Although thousands of "American Idol" watchers call in every week with their votes, conspiracy theories run rampant about computer programs that allow voters to generate thousands of calls for a single contestant in just minutes.
As another nail-biting week on "American Idol" continued, Sanjaya Malakar was safe again. Instead, Haley Scarnato was sent packing after the largest vote of the season -- more than 35 million.
But where do all those votes really come from, and why does the system seem to be shrouded in secrecy?
"As a democratic society, we think that anything involving voting is going to be incredibly fair," said "Good Morning America" technology contributor Becky Worley. "With technology today there are lots of ways to subvert the system."
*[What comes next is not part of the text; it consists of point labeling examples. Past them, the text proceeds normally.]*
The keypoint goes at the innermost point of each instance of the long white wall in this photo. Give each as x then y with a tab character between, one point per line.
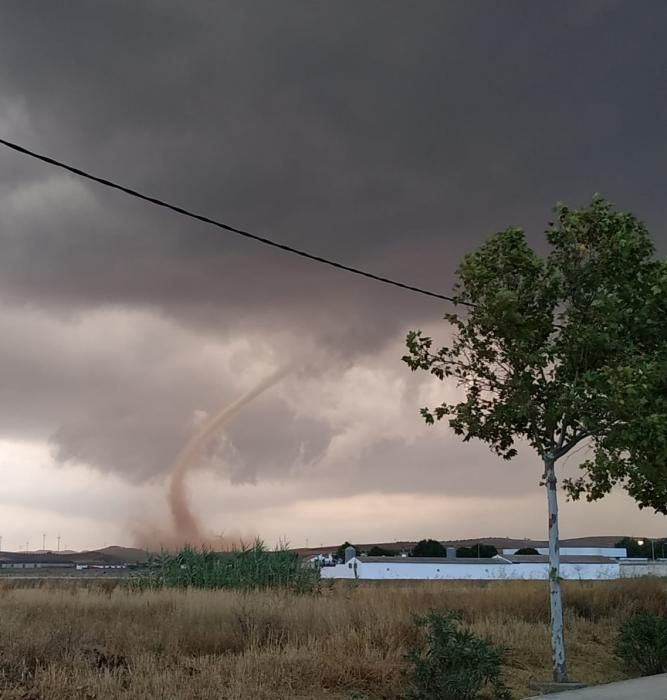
612	552
405	571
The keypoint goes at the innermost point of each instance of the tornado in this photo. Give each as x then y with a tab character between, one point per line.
186	525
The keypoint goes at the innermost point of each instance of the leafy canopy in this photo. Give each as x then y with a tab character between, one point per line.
563	349
429	548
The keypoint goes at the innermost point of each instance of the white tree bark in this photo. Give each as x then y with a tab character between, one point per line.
557	636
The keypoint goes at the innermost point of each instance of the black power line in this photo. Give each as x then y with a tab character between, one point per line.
219	224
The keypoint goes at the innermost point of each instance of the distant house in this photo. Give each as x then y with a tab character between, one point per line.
612	552
34	561
452	568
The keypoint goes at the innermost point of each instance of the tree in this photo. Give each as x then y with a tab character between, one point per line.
562	351
376	551
340	552
644	547
429	548
477	551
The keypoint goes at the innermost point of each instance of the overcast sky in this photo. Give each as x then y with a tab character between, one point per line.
394	136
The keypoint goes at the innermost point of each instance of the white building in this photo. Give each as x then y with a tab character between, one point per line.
612	552
498	568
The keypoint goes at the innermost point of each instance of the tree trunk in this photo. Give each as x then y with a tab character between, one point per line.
557	637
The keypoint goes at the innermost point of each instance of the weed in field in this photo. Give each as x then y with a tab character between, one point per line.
451	663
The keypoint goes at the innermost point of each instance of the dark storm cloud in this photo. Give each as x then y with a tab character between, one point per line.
390	135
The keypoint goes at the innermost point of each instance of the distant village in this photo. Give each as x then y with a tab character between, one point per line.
596	558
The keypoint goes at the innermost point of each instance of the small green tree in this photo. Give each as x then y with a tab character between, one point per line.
644	547
376	551
429	548
449	662
340	552
562	350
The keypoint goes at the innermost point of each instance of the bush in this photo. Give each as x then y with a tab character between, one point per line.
450	663
642	644
482	551
429	548
249	568
380	552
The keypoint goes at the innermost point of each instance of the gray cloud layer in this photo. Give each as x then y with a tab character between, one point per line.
390	135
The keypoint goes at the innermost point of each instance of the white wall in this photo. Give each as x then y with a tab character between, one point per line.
405	571
613	552
634	569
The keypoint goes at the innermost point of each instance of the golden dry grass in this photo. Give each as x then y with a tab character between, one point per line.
65	640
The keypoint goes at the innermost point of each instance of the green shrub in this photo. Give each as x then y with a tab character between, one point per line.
429	548
642	644
450	663
249	568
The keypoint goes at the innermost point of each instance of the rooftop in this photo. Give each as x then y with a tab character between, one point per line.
430	560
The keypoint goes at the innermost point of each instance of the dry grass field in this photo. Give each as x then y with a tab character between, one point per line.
62	640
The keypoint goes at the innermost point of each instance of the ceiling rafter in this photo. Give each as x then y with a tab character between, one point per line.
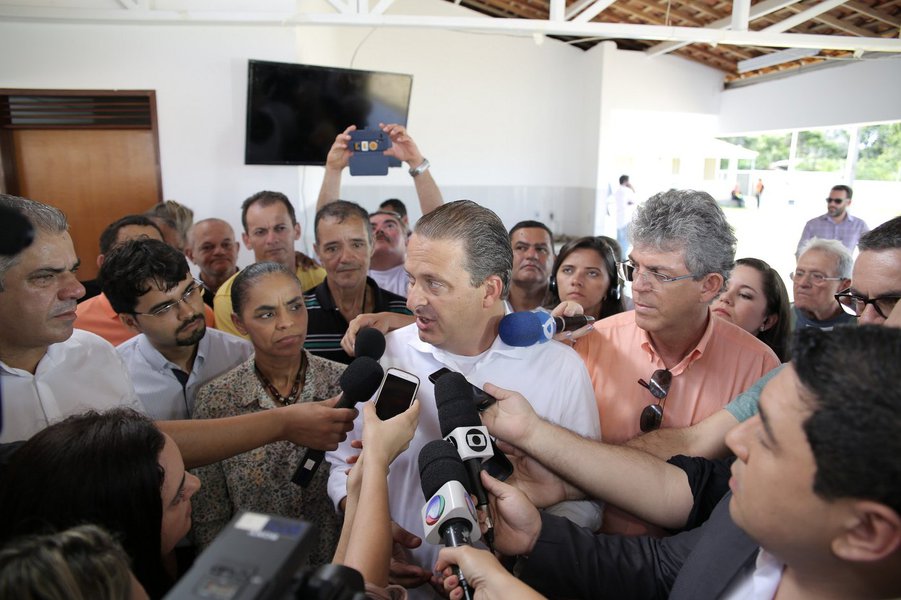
718	33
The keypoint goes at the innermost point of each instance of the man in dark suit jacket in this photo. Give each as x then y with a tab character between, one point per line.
813	513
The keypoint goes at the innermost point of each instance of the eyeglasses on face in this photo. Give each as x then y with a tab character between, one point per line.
194	290
855	304
627	270
816	278
652	414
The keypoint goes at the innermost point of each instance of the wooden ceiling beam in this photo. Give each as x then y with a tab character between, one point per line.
843	26
761	9
874	13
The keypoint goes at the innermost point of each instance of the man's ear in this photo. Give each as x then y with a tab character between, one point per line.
711	287
130	321
872	532
494	287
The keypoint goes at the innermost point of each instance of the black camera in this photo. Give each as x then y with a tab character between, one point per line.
260	557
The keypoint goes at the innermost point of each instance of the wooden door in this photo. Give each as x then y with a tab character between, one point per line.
95	172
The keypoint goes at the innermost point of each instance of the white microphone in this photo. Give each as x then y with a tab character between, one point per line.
448	517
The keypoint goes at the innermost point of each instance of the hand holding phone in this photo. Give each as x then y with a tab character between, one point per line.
396	393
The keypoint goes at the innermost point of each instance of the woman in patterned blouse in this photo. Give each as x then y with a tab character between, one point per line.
269	308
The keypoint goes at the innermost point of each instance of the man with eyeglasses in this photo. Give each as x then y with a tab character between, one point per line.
810	508
212	246
837	223
49	371
151	288
95	314
669	362
872	298
824	268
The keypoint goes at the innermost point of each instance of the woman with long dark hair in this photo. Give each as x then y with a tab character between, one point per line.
755	299
113	469
585	272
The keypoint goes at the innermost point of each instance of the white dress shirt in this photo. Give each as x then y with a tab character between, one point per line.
83	373
160	391
551	376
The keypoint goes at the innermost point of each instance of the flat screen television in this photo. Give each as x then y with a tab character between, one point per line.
295	111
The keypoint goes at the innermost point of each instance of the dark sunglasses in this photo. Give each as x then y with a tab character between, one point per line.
855	304
652	415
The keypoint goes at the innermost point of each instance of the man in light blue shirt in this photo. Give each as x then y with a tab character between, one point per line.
151	288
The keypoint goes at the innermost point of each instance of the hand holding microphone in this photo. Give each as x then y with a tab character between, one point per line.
449	518
358	383
461	425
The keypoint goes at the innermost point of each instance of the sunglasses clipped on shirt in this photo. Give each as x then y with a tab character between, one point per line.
652	415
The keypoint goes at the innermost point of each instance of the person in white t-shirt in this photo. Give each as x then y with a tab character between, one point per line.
459	262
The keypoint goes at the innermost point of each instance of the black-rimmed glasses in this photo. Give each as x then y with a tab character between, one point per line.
855	304
652	414
194	290
628	271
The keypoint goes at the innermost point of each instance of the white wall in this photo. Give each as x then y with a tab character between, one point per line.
530	131
864	91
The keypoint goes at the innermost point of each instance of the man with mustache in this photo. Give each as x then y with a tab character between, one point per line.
389	227
151	288
533	256
212	246
823	270
459	262
50	372
344	245
270	230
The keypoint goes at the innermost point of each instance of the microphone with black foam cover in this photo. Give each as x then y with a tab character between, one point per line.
461	426
528	328
448	517
358	383
369	342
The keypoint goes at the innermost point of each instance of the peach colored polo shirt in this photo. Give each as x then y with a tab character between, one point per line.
726	362
97	316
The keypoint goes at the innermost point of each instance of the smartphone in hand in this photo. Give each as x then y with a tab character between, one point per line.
396	393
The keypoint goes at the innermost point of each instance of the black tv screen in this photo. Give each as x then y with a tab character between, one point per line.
295	111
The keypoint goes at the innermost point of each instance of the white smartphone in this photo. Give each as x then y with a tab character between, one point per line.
396	393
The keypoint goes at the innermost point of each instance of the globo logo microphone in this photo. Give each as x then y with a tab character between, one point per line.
474	439
434	510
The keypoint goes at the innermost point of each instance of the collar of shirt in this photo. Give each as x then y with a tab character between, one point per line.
160	363
327	302
498	347
696	353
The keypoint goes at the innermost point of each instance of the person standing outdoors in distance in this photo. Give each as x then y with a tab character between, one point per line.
270	230
533	254
624	198
212	246
837	223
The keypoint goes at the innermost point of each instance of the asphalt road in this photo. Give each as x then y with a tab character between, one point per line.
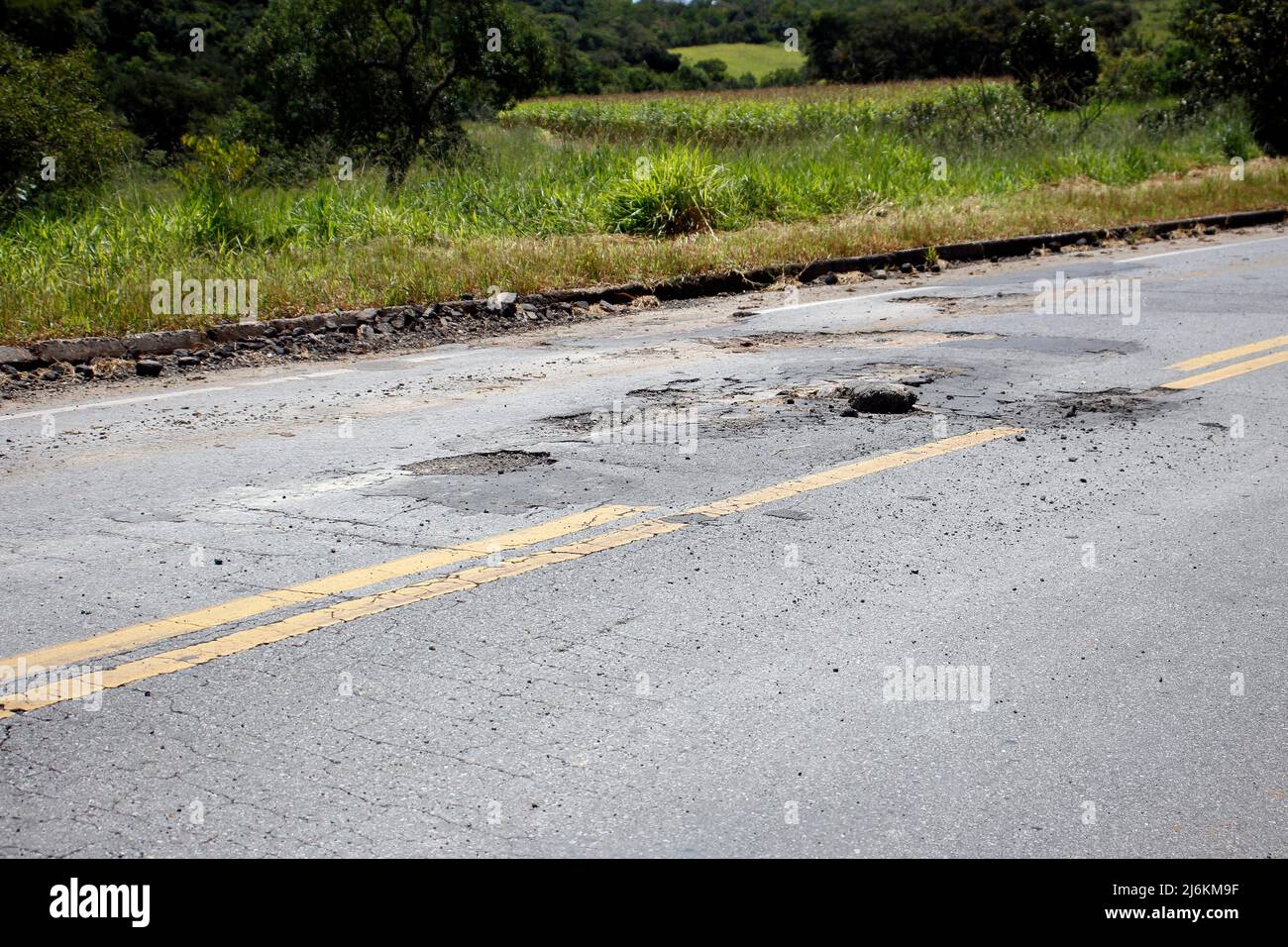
1100	558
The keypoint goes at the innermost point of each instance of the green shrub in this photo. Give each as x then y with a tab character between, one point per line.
210	182
678	191
1241	52
1051	62
51	108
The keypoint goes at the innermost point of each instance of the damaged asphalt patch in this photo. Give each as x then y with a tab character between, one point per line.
476	464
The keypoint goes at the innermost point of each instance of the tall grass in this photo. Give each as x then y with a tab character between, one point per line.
544	200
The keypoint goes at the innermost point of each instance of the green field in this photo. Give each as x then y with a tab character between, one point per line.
743	56
585	191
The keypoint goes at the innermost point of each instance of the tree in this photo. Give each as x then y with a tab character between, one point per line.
1241	50
54	134
1054	59
391	78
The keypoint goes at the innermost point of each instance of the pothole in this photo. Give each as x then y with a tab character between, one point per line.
859	339
581	423
1117	401
485	463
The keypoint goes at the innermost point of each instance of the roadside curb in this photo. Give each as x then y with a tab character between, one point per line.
443	318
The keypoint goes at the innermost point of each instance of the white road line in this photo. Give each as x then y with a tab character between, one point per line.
184	393
854	299
187	392
1201	249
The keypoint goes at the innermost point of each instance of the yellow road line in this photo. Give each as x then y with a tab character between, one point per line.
137	635
1228	371
1227	355
180	659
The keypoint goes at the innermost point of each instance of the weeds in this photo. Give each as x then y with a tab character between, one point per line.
529	206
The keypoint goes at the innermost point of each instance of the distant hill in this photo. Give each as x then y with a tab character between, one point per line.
756	58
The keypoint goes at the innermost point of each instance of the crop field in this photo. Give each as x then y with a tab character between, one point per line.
576	191
756	58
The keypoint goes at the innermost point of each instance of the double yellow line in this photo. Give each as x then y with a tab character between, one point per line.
134	637
179	659
1231	369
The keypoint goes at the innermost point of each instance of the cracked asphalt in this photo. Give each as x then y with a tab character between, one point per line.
1119	570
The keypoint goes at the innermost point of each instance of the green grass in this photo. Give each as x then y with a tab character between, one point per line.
756	58
574	192
1155	18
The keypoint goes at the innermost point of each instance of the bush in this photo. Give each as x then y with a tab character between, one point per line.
210	180
1051	62
1241	52
677	192
50	108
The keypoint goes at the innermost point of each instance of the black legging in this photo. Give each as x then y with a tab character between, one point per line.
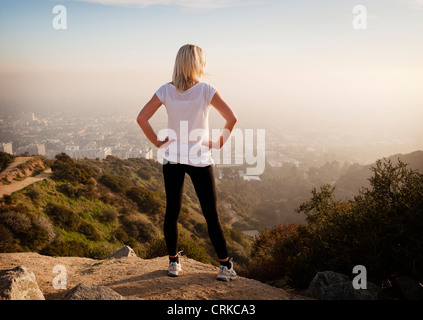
203	181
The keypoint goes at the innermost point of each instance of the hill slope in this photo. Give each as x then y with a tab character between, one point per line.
357	176
135	278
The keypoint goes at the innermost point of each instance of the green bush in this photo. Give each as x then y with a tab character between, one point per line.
65	168
146	199
115	183
5	160
380	228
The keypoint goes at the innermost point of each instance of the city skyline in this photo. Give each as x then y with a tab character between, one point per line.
297	65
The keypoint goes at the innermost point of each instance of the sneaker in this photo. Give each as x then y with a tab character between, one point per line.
226	274
174	269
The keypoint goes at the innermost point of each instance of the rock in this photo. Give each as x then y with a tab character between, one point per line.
410	289
329	285
92	292
126	251
19	284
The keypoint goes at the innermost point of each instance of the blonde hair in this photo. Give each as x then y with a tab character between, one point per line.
189	67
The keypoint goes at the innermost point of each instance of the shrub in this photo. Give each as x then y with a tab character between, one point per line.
89	231
380	228
5	160
63	216
65	168
115	183
145	199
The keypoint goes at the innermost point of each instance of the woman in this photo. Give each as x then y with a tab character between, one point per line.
187	149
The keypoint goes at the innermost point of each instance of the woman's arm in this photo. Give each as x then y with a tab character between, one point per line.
145	114
228	114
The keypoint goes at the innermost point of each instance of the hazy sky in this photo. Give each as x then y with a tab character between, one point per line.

"American Idol" tells viewers to vote by calling or sending a text message, but thousands of people have found other ways to give their favorite contestants an advantage, such as with "phone freaking."
"Basically, [with phone freaking] you download a program from the Internet. … Your computer becomes a power dialer that can make up to 1,200 phone calls a minute," Worley said. "That can shut out a lot of other people."
Jim Hellriegel runs a popular Web site that allows users to place thousands of calls for their favorite contestants with the click of a mouse.
"It's all about driving up as many votes as you can cast in a two-hour period," the computer engineer said.
Fox says the number of people who actually cast their votes this way is so small compared to the millions who vote each week that it doesn't affect the outcome one bit.
Some say an even bigger potential problem is computer hackers.
"That would be a pretty elaborate process, but if we are talking about someone who has money riding on this, say with an online gambling site, you can see the incentive," Worley said.